Brad Glosserman, deputy director of the Center for Rule Making Strategies at Tama University in Tokyo, said China’s 2025 plan feeds suspicions that Beijing is seeking to use its laws and policies to exploit the U.S.-backed international order and establish itself as the leading power of the 21st century.

“The United States is convinced it is being exploited while China believes U.S. demands go to the heart of its economy and challenge the legitimacy of its government,” he said. “The two countries are locked in an intense competition that threatens to spiral into a new Cold War.”

Glosserman said it is noteworthy that the Trump administration’s hardline stance against China’s trade and industry policy is also supported by Democrats, suggesting that a Democratic administration would be tough on Beijing as well.

Kurt Campbell, who served as assistant secretary of state for East Asian and Pacific affairs under President Barack Obama’s administration, and Ely Ratner, who was deputy national security adviser to former Vice President Joe Biden — a potential contender to Trump in the 2020 race — called for a “clear-eyed rethinking” of the U.S. approach to China.

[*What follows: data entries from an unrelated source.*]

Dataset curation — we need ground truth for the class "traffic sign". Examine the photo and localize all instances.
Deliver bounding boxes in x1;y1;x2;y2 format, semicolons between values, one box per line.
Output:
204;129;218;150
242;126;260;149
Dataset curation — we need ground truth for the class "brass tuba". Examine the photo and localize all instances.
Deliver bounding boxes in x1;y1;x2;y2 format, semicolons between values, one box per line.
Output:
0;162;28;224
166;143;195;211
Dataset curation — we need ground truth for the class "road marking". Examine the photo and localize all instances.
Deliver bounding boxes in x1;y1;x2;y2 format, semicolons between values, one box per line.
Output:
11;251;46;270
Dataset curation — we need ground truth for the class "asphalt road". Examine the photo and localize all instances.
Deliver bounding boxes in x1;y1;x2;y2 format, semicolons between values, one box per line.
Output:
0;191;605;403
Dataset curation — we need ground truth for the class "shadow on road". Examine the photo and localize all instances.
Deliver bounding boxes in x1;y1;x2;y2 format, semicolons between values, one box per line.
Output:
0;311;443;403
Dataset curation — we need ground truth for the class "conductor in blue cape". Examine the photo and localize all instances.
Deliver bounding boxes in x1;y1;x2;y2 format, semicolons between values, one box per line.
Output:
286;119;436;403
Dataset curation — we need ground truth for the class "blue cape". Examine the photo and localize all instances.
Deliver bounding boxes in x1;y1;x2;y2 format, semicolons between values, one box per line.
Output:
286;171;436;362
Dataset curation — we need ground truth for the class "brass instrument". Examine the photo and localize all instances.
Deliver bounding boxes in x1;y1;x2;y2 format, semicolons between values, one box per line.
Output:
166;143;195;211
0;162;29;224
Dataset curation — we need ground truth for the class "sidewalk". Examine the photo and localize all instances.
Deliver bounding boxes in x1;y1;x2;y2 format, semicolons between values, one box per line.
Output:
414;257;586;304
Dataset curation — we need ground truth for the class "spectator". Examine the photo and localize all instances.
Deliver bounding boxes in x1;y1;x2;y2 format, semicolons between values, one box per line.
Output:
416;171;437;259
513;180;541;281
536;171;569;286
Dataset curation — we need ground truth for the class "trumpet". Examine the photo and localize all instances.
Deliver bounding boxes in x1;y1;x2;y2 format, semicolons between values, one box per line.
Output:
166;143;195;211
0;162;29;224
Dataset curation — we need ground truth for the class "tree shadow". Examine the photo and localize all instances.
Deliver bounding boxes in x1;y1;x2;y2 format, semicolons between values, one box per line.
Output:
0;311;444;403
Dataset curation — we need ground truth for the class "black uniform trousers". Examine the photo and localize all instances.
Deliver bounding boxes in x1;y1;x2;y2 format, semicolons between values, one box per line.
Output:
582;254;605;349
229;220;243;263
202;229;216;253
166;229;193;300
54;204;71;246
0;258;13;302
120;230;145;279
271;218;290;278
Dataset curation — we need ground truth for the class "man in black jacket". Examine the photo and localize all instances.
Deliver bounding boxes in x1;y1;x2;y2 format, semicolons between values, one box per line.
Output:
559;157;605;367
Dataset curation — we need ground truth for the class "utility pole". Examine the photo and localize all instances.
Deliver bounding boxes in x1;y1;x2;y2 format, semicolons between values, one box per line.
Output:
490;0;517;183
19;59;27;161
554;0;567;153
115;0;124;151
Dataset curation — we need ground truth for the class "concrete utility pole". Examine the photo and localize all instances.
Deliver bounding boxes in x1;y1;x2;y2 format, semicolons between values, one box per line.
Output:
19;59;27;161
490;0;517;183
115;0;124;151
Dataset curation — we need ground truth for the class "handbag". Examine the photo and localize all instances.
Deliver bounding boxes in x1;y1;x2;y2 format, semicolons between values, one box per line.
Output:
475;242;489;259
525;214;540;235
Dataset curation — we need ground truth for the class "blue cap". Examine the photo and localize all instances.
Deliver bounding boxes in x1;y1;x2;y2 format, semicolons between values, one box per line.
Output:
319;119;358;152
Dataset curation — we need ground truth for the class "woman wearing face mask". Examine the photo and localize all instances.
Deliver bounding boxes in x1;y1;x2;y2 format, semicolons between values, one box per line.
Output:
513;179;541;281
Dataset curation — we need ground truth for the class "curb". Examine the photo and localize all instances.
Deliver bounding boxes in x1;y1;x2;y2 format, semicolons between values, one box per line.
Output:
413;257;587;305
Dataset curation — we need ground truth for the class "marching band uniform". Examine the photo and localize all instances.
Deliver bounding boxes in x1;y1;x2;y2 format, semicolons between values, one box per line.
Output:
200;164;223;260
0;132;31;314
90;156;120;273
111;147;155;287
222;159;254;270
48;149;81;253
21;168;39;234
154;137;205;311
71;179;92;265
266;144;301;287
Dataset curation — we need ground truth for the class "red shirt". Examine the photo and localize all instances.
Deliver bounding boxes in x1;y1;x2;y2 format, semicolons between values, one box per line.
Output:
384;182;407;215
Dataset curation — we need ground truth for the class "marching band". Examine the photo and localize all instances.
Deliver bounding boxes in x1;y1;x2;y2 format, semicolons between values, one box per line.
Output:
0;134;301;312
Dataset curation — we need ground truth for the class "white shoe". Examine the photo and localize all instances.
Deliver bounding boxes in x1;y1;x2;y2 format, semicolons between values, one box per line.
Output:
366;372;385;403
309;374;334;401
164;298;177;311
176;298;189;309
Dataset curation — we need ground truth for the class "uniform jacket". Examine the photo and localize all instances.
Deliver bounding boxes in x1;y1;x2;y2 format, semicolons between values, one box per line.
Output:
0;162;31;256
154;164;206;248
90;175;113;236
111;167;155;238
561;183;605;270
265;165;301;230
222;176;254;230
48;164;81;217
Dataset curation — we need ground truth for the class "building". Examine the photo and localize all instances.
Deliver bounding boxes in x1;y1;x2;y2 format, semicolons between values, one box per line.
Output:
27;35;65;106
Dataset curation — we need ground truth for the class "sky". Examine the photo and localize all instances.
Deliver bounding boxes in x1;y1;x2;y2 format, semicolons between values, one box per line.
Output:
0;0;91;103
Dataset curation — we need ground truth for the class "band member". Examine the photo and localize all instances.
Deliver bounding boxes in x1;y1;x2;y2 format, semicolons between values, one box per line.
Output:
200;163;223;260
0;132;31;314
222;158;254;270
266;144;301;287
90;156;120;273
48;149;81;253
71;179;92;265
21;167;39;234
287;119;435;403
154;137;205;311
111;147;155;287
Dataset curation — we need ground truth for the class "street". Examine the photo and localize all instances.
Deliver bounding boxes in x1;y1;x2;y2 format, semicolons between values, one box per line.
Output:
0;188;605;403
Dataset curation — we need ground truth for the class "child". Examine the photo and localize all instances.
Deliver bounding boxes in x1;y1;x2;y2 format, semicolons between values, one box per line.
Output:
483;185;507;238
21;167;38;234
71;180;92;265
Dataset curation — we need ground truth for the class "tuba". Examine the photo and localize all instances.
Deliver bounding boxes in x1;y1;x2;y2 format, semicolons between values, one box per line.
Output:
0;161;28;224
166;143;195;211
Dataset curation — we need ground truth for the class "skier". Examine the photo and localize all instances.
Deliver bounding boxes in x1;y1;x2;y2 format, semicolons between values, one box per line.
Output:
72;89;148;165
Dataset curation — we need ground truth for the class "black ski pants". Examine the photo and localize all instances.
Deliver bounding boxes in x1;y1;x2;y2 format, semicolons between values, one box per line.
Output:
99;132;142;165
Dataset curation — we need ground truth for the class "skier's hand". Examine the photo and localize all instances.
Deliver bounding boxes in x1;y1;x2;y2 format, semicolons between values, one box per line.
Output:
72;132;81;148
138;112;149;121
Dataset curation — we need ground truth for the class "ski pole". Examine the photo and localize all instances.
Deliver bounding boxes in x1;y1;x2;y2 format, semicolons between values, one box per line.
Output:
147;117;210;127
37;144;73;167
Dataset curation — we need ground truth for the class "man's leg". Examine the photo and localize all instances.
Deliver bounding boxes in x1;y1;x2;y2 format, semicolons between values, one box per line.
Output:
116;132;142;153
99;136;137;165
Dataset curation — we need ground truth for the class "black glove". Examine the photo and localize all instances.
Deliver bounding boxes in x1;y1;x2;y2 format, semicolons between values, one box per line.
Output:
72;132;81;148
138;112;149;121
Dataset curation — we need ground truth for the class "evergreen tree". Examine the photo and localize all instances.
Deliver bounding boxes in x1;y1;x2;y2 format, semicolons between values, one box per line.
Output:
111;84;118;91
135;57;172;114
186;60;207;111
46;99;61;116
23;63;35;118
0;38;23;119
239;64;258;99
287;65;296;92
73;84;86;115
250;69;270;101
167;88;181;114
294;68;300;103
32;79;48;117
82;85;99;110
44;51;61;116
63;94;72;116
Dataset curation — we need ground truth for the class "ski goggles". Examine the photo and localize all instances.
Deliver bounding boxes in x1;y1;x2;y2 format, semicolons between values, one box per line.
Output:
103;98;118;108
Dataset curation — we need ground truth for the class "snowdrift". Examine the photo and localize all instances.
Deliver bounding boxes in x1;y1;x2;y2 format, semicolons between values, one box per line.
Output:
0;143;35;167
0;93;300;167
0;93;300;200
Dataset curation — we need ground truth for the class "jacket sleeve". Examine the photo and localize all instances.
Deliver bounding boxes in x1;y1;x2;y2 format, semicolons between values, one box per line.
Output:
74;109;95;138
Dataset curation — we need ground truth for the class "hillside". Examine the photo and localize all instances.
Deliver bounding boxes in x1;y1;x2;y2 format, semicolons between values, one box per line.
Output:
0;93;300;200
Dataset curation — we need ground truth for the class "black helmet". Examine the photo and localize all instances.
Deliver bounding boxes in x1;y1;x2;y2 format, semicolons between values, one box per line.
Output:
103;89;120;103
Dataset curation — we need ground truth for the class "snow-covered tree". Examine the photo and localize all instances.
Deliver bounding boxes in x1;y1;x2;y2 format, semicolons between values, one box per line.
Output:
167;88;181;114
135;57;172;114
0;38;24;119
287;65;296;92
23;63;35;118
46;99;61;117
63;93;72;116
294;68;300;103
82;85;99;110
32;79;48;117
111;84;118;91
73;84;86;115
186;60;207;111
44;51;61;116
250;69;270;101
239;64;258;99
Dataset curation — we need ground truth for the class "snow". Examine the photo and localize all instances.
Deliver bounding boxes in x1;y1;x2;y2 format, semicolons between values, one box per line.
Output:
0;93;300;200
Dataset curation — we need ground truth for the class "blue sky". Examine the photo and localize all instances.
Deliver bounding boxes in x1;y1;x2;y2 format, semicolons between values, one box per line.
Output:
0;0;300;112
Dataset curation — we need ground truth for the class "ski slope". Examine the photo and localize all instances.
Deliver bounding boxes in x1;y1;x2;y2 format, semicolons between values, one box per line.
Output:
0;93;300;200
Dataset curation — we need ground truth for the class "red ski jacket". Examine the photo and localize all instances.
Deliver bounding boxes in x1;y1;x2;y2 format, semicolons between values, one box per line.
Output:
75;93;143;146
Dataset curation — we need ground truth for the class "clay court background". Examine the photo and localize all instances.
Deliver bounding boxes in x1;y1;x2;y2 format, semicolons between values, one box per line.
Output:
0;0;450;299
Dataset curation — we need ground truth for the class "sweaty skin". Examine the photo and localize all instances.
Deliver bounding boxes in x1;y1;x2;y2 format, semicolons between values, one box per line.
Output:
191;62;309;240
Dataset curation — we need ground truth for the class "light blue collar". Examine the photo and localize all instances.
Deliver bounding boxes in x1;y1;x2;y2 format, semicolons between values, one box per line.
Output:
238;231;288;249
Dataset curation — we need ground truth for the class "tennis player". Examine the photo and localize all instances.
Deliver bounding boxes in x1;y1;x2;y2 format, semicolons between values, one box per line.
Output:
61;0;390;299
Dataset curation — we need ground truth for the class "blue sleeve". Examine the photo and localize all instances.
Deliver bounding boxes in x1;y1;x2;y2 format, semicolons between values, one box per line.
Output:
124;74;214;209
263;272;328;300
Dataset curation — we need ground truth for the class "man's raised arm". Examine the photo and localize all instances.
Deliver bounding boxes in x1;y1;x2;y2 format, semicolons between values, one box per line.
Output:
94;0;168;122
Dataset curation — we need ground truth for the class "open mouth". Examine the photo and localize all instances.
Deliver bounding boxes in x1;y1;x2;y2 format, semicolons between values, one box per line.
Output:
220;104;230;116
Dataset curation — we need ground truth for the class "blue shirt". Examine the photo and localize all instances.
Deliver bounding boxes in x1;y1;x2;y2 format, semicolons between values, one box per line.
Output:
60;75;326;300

“Cooperative and voluntary mechanisms to pry open China’s economy have by and large failed,” Campbell and Ratner said in a recent piece. “Washington now faces its most dynamic and formidable competitor in modern history.”

In a separate report, Melanie Hart and Kelly Magsamen, Asian experts at the Center for American Progress, a Washington think tank, said, “The central contest of this century will be between the U.S. model of political and economic development and the Chinese model of political and economic development.”

“If China’s vision prevails — if it becomes the dominant power of the 21st century — there is a risk the United States and the world will be less free, less prosperous, and less safe,” they wrote.